Live music event company Sofar Sounds has been under scrutiny for this type of practice for an extended period of time; back in 2017, KQED elaborated that artists who perform at Sofar Sounds live events are not paid at all, despite the company being for-profit. For first time artists, they were previously offered compensation in the form of a high-quality video recording of their set – and if the musician is considered a regular, are offered a $50 stipend (which has reportedly been increased to $100 per concert as of writing this).
The idea Sofar Sounds put forth of intimate DIY shows in non-traditional venues is one many of us can get behind, but with attendees required to pay an entry fee while the artists compensation comes as an afterthought has imbued the company name with serious criticism.

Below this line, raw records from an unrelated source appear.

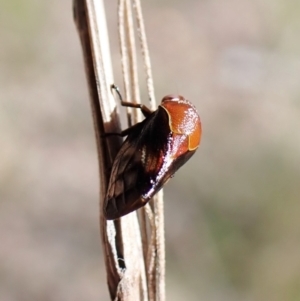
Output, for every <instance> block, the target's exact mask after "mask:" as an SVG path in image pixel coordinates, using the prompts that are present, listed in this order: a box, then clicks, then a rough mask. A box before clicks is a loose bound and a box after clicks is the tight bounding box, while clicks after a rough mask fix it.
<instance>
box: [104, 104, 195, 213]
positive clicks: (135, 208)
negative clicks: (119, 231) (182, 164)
mask: <svg viewBox="0 0 300 301" xmlns="http://www.w3.org/2000/svg"><path fill="white" fill-rule="evenodd" d="M182 145H188V137H187V136H184V135H174V134H173V133H172V132H171V130H170V127H169V120H168V115H167V114H166V112H165V111H164V109H162V108H159V109H158V110H157V111H155V112H154V113H153V114H152V115H151V116H149V117H148V118H146V119H145V120H144V121H143V122H141V123H139V124H138V125H135V126H134V129H133V131H131V132H129V134H128V136H127V138H126V140H125V141H124V143H123V144H122V146H121V149H120V150H119V152H118V154H117V156H116V158H115V160H114V163H113V166H112V170H111V175H110V181H109V184H108V190H107V194H106V199H105V205H104V214H105V217H106V218H107V219H116V218H119V217H121V216H123V215H125V214H127V213H130V212H132V211H134V210H136V209H138V208H140V207H142V206H144V205H145V204H146V203H147V202H148V201H149V200H150V199H151V198H152V196H153V195H154V194H155V193H156V192H157V191H158V190H159V189H161V187H162V186H163V184H164V183H165V182H166V181H167V180H168V179H169V178H170V177H171V176H172V175H173V174H174V173H175V171H176V170H177V169H178V168H179V167H180V166H181V165H182V164H184V162H186V161H187V160H188V158H189V157H190V156H191V155H192V154H193V152H189V154H179V153H178V150H180V147H181V146H182ZM184 149H186V147H185V148H184Z"/></svg>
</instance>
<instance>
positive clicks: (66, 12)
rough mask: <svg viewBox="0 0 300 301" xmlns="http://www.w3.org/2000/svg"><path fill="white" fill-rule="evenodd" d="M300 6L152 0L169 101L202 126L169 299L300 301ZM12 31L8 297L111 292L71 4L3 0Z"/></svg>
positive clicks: (190, 299) (97, 186) (178, 198)
mask: <svg viewBox="0 0 300 301" xmlns="http://www.w3.org/2000/svg"><path fill="white" fill-rule="evenodd" d="M106 2H107V3H108V5H107V9H108V21H109V27H110V29H111V34H112V35H111V42H112V45H111V49H112V52H113V58H114V62H115V70H116V74H115V79H116V83H117V84H119V85H121V77H120V66H119V61H118V60H119V54H118V49H117V32H116V26H115V22H116V6H115V5H116V4H115V3H114V4H113V5H112V3H113V2H116V1H106ZM299 3H300V2H299V1H291V0H288V1H284V0H275V1H274V0H273V1H267V0H261V1H258V0H256V1H253V0H252V1H250V0H228V1H221V0H212V1H192V0H190V1H144V15H145V22H146V28H147V32H148V39H149V46H150V50H151V55H152V63H153V72H154V80H155V86H156V95H157V98H158V99H160V98H161V97H162V96H164V95H165V94H169V93H180V94H183V95H184V96H186V97H187V98H188V99H190V100H191V101H193V102H194V103H195V104H196V106H197V108H198V110H199V112H200V115H201V117H202V122H203V129H204V136H203V140H202V145H201V148H200V149H199V151H198V152H197V154H196V155H195V156H194V158H193V159H192V160H191V161H190V162H189V163H188V164H187V165H186V166H185V167H183V168H182V170H180V172H178V174H177V175H176V177H175V178H174V179H173V180H172V181H171V182H170V183H169V184H168V185H167V187H166V189H165V195H166V202H165V207H166V213H165V215H166V241H167V296H168V300H174V301H177V300H178V301H179V300H195V301H198V300H212V301H216V300H220V301H226V300H231V301H232V300H255V301H257V300H258V301H259V300H272V301H277V300H278V301H282V300H284V301H294V300H300V218H299V216H300V200H299V198H300V185H299V184H300V183H299V182H300V164H299V163H300V139H299V130H300V39H299V36H300V18H299V14H300V4H299ZM0 43H1V44H0V66H1V69H0V106H1V107H0V137H1V138H0V143H1V144H0V146H1V147H0V171H1V172H0V189H1V191H0V300H1V301H2V300H3V301H11V300H25V301H26V300H31V301H34V300H43V301H53V300H72V301H77V300H78V301H79V300H108V293H107V288H106V283H105V282H106V278H105V272H104V269H103V260H102V257H101V256H102V251H101V246H100V242H99V229H98V190H99V187H98V179H97V177H98V172H97V157H96V149H95V142H94V134H93V128H92V121H91V116H90V108H89V103H88V93H87V86H86V82H85V76H84V71H83V62H82V53H81V48H80V45H79V40H78V36H77V33H76V30H75V26H74V24H73V20H72V9H71V1H59V0H54V1H38V0H27V1H25V0H2V1H1V10H0ZM143 95H145V93H144V92H143Z"/></svg>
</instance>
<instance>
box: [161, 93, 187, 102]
mask: <svg viewBox="0 0 300 301" xmlns="http://www.w3.org/2000/svg"><path fill="white" fill-rule="evenodd" d="M184 100H185V98H184V97H183V96H181V95H173V94H170V95H166V96H165V97H164V98H163V99H162V101H161V103H162V104H163V103H164V102H167V101H174V102H179V101H184Z"/></svg>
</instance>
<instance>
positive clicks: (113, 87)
mask: <svg viewBox="0 0 300 301" xmlns="http://www.w3.org/2000/svg"><path fill="white" fill-rule="evenodd" d="M110 90H111V92H113V90H115V91H116V93H117V94H118V96H119V99H120V101H121V103H123V97H122V95H121V92H120V89H119V87H118V86H116V85H115V84H112V85H111V86H110Z"/></svg>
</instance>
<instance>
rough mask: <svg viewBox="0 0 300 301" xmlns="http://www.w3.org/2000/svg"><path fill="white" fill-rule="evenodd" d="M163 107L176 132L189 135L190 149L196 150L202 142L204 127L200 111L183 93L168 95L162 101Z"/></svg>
mask: <svg viewBox="0 0 300 301" xmlns="http://www.w3.org/2000/svg"><path fill="white" fill-rule="evenodd" d="M160 106H161V107H162V108H164V109H165V111H166V112H167V114H168V116H169V126H170V129H171V131H172V132H173V133H174V134H181V135H187V136H188V137H189V146H188V149H189V150H190V151H192V150H195V149H196V148H197V147H198V146H199V143H200V139H201V134H202V129H201V121H200V117H199V115H198V112H197V110H196V108H195V107H194V105H193V104H192V103H191V102H190V101H188V100H187V99H186V98H184V97H183V96H181V95H167V96H165V97H164V98H163V99H162V101H161V105H160Z"/></svg>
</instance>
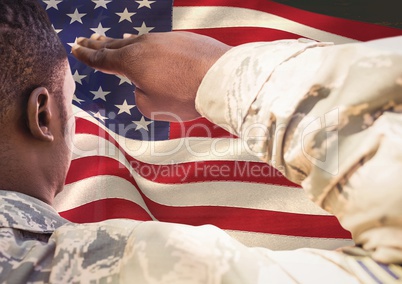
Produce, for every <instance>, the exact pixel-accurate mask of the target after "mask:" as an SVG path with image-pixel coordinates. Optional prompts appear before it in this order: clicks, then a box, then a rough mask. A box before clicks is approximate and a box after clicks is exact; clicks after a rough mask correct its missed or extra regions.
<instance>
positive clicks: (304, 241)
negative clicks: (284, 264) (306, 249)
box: [225, 230, 353, 250]
mask: <svg viewBox="0 0 402 284" xmlns="http://www.w3.org/2000/svg"><path fill="white" fill-rule="evenodd" d="M225 231H226V233H228V234H229V235H230V236H232V237H233V238H235V239H236V240H238V241H239V242H241V243H243V244H244V245H246V246H249V247H265V248H268V249H271V250H293V249H299V248H317V249H327V250H334V249H337V248H340V247H344V246H351V245H353V241H352V240H348V239H327V238H310V237H294V236H286V235H274V234H264V233H254V232H243V231H233V230H225Z"/></svg>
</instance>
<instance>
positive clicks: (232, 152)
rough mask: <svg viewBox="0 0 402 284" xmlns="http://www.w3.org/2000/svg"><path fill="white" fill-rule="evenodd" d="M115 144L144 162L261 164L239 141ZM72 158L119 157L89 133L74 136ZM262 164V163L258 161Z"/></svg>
mask: <svg viewBox="0 0 402 284" xmlns="http://www.w3.org/2000/svg"><path fill="white" fill-rule="evenodd" d="M114 139H115V140H116V141H117V143H118V144H119V145H120V146H121V147H122V148H123V149H124V150H125V151H126V152H127V153H128V154H129V155H131V156H132V157H134V158H135V159H137V160H139V161H142V162H144V163H152V164H158V165H167V164H172V163H185V162H197V161H220V160H226V161H252V162H261V161H260V160H259V159H258V158H256V157H255V156H253V155H251V154H249V153H251V152H249V151H248V150H245V143H244V141H242V140H240V139H227V138H222V139H194V140H192V139H187V138H185V139H180V140H179V139H177V140H166V141H156V142H155V141H138V140H130V139H127V138H124V137H121V136H115V137H114ZM72 152H73V159H76V158H79V157H89V156H94V155H105V153H106V155H107V156H113V157H115V158H116V159H117V160H119V161H120V160H121V159H120V156H121V158H123V154H122V153H121V152H120V151H119V149H118V148H117V147H116V146H115V145H114V144H113V143H111V142H109V141H108V140H106V139H104V138H102V137H99V136H96V135H92V134H76V135H75V139H74V148H73V149H72ZM261 163H263V162H261Z"/></svg>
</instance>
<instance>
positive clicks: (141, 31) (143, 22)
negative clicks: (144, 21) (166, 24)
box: [134, 22, 155, 35]
mask: <svg viewBox="0 0 402 284" xmlns="http://www.w3.org/2000/svg"><path fill="white" fill-rule="evenodd" d="M154 28H155V27H147V25H146V24H145V22H142V25H141V27H137V28H136V27H134V29H135V30H137V31H138V35H143V34H147V33H149V32H150V31H152V30H153V29H154Z"/></svg>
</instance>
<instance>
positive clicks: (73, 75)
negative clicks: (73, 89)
mask: <svg viewBox="0 0 402 284" xmlns="http://www.w3.org/2000/svg"><path fill="white" fill-rule="evenodd" d="M86 76H87V75H80V74H79V73H78V70H75V73H74V75H73V78H74V81H75V82H77V83H78V84H80V85H82V81H81V79H84V78H85V77H86Z"/></svg>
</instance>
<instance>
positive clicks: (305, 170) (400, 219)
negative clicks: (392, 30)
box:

In August 2019, The New York State Department of Labour launched an investigation into the company’s labour practices, as the practice of using unpaid volunteers called ‘ambassadors’ to organise events along with little compensation for artists isn’t exactly ethical.
Now, following this investigation, in a settlement with the New York State Department of Labour, Sofar Sounds will be forking out $460,000 to 654 previously unpaid ‘ambassadors’ in a bid to improve labour practices. In a statement to Variety, a Sofar spokesperson has stated:
“…the New York State Department of Labour stipulates no admission of guilt or wrongdoing and confirms our operating model is fully compliant with New York State law” with a further excerpt reading “We are excited about resolving these issues and moving forward in 2020, with a continued focus on connecting local and independent musicians with passionate music fans.”
In December 2019, a blog post on the company’s site stated:
“Starting February 2020, we’re doing two things:
- 1. Increasing artist compensation for larger shows while still guaranteeing each artist $100 for the smaller ones.
- 2. Creating an artist advisory group to help make sure we’re focused on the right features and improvements. We’re discussing a few different approaches for the compensation increase at our standard shows with that group now and will share those details by February when we roll out the changes.”